The experimental data for the two highest seed concentrations tested (3 and 1 μM) in the range where aggregation occurred, up to 0.02 mg/ml α-crystallin, was analyzed by fitting an aggregation kinetic model that includes secondary nucleation and elongation (Fig 1D and 1E) [25]. The aim was to gain from the experimental data information related to the effect of α-crystallin on the rate constants for nucleation and elongation. The successful determination of such mechanistic insights rely heavily on the purity of the protein samples and on the reporter dye (ThT) in the sense that there is a linear correlation between signal and total aggregate mass. As the reaction occurs in the presence of seeds, the contribution from primary nucleation (k_n) is overruled and therefore its rate constant becomes negligible [4,22]. The resulting fits provide estimates of the product of the rate constants of elongation (k₊) and secondary nucleation (k₂). The obtained values of the product k₂k₊ are plotted as a function of α-crystallin concentration in Fig 1F. We find that k₂k₊ decreases progressively with increasing α-crystallin concentration.
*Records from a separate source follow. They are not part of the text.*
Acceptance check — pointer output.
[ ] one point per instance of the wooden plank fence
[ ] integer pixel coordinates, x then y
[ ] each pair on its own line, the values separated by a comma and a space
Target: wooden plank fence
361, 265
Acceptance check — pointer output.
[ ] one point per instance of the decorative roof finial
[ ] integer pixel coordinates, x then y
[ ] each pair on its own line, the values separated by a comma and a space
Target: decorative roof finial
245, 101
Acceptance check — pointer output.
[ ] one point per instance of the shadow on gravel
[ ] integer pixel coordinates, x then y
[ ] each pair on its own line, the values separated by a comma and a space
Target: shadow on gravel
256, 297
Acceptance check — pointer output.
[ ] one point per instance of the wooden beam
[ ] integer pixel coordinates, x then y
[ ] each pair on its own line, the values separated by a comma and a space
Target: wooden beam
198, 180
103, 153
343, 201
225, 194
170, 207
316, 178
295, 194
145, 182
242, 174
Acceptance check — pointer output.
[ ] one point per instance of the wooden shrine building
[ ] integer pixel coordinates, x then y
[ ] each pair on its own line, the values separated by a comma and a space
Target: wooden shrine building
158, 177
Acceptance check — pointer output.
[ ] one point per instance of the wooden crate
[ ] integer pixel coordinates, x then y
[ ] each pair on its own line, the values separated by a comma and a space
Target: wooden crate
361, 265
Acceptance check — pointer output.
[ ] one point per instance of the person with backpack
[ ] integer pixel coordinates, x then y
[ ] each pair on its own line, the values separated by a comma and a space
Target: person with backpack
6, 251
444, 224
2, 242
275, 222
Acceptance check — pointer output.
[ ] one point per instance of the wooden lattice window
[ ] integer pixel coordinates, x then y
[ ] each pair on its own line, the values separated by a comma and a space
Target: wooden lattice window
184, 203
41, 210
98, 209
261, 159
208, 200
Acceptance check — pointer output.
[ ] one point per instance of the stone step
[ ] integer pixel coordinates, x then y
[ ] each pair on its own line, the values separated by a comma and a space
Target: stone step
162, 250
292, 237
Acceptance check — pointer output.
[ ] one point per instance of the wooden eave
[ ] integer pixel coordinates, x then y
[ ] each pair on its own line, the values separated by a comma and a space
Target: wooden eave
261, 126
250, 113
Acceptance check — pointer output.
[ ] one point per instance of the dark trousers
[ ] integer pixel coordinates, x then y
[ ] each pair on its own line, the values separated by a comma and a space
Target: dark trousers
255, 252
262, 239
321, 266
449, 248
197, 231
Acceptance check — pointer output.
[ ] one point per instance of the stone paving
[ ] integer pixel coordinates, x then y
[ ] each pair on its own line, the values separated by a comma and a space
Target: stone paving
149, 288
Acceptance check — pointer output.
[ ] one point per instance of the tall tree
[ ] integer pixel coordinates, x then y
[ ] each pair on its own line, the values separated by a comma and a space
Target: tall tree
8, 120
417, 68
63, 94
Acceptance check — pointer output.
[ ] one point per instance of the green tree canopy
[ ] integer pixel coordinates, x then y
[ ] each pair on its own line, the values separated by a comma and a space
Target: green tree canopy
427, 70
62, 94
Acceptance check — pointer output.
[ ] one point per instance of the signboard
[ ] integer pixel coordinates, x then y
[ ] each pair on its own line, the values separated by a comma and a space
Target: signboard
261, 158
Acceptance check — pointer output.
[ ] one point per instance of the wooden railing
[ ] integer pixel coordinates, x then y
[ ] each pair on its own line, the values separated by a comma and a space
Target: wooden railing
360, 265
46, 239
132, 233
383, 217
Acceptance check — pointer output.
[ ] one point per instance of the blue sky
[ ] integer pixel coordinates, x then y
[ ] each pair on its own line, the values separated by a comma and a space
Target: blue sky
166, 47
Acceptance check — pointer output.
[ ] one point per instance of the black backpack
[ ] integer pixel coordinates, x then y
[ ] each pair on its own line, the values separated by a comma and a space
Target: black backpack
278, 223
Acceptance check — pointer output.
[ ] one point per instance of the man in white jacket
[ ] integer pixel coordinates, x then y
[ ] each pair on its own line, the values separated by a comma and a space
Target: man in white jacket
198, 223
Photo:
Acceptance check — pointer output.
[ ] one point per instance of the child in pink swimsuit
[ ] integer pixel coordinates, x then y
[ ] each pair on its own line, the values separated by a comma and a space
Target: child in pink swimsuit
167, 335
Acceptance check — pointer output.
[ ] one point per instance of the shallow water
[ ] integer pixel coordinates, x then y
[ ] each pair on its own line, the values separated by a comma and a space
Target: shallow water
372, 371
To facilitate the understanding on a molecular level, it is useful to provide the crystallin concentration not only in mg/mL but also in molar units. Here it is however worth mentioning that at this pH it has been suggested that the native α-crystallin may start to lose subunits [18], and therefore a mixture of (mainly) oligomeric and (a smaller amount of) monomeric entities with unknown exact ratio might be present. A 2 mg/ml solution of α-crystallin would thus approximately correspond to 2.5 μM of native α-crystallin (i.e. in its oligomeric form) or 100 μM monomeric mixture of αA/αB-crystallins (assuming that an oligomer consists on average of about 40 subunits) in the extreme but unrealistic case of full dissociation of native α-crystallin, respectively.

The effect of β_H- and γ_B-crystallins on α-syn aggregation

Similar kinetic experiments were also performed with β_H- and γ_B-crystallin only for the intermediate α-syn seed concentration (1 μM). For oligomeric β_H-crystallin the inhibitory effect was shown to be similar to that of α-crystallin (Figs 1B vs 2A). For monomeric γ_B-crystallins the inhibition of fibril formation was slightly less efficient (Fig 2B).

Fig 2. Seeded aggregation kinetics of α-syn monomer in the presence of β_H- and γ_B-crystallin.

The aggregation kinetics of 20 μM α-syn was monitored using ThT for α-syn alone (black traces) and in the presence of (A) β_H- or (B) γ_B-crystallin at concentrations ranging from 0.002 to 2 mg/ml for one α-syn seed concentration, 1 μM, in 10 mM MES buffer pH 5.5 under quiescent conditions at 37°C. The experimental average trace of at least two repeats is shown. For stoichiometric purposes, 2 mg/ml of the high molecular weight oligomeric β_H-crystallin approximately corresponds to a molar concentration of 10 μM, while for monomeric γ_B-crystallin it is roughly 95 μM.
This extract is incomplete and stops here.